The arrest yesterday of a man suspected to be linked to a sex trafficking ring operating in Melbourne highlights the urgent need for the Victorian Parliament to set up an inquiry into sex trafficking in Victoria, according to the Australian Christian Lobby (ACL).

ACL’s Victorian State Director Dan Flynn said the inquiry should investigate the extent of trafficking and other exploitation of people in the sex industry and the implementation of the "Nordic approach" to prevent trafficking and exploitation.

“It is apparent that Victorian government laws endorsing prostitution and brothels are being used by human traffickers to entice young Asian women into the trade,” Mr Flynn said.

“At a time where Nordic countries were successfully combating human trafficking through laws which criminalise the purchase of sex, Victoria’s policies were helping the traffickers,” he said.

The ACL has today called for federal, state and territory governments to address the causes and ‘pull factors’ of human trafficking following yesterday's arrest and recent reports that 18 pimps have been arrested in Korea for trafficking women to Australia.

“Australia has been identified by the United Nations and the US State Department as a target destination for human trafficking,” Mr Flynn said.

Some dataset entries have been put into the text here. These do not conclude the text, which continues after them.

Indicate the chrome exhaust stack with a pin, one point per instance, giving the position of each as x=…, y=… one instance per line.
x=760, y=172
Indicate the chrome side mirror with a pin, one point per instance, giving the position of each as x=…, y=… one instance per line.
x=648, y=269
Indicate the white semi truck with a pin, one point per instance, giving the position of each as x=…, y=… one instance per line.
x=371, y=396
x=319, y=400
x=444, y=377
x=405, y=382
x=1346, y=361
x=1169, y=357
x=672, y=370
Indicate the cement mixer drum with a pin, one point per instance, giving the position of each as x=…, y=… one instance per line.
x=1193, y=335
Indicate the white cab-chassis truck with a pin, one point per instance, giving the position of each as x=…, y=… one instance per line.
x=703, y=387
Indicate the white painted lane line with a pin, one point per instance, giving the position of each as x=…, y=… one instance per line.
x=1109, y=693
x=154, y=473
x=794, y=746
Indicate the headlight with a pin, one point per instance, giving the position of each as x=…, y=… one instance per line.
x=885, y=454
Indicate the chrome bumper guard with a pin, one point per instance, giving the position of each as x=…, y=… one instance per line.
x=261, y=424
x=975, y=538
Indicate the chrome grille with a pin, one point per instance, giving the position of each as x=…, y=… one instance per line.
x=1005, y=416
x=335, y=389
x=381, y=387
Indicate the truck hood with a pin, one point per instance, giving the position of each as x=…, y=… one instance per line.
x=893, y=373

“The arrest in Melbourne yesterday and recent arrests in Korea show that attempts to ‘regulate’ prostitution in Australia have failed to curb the ‘demand’ for trafficked women in Australia.

“Human trafficking is the second largest illegal industry in the world. Our governments have to do more to stop this abuse of women.

“Sex slavery flourishes where prostitution is endorsed by the state. It is time our state governments recognise that legalised prostitution is a failed experiment that only increases the demand for trafficked women,” Mr Flynn said.

“Australian governments need to implement the successful approach pioneered by Sweden and adopted by a growing number of countries including Korea, Israel, Norway and Iceland.

“The ‘Nordic approach’ prohibits the purchasing of sex and offers pathways out of prostitution for women caught in the trade,” he said.

Facts about human trafficking:

• June 2012 – the US State Department identifies Australia as a destination country for trafficked persons.

• April 2012 – Watcharaporn Nantanhkum becomes the first person convicted of slavery in the Australian Capital Territory for holding a woman in sex-servitude.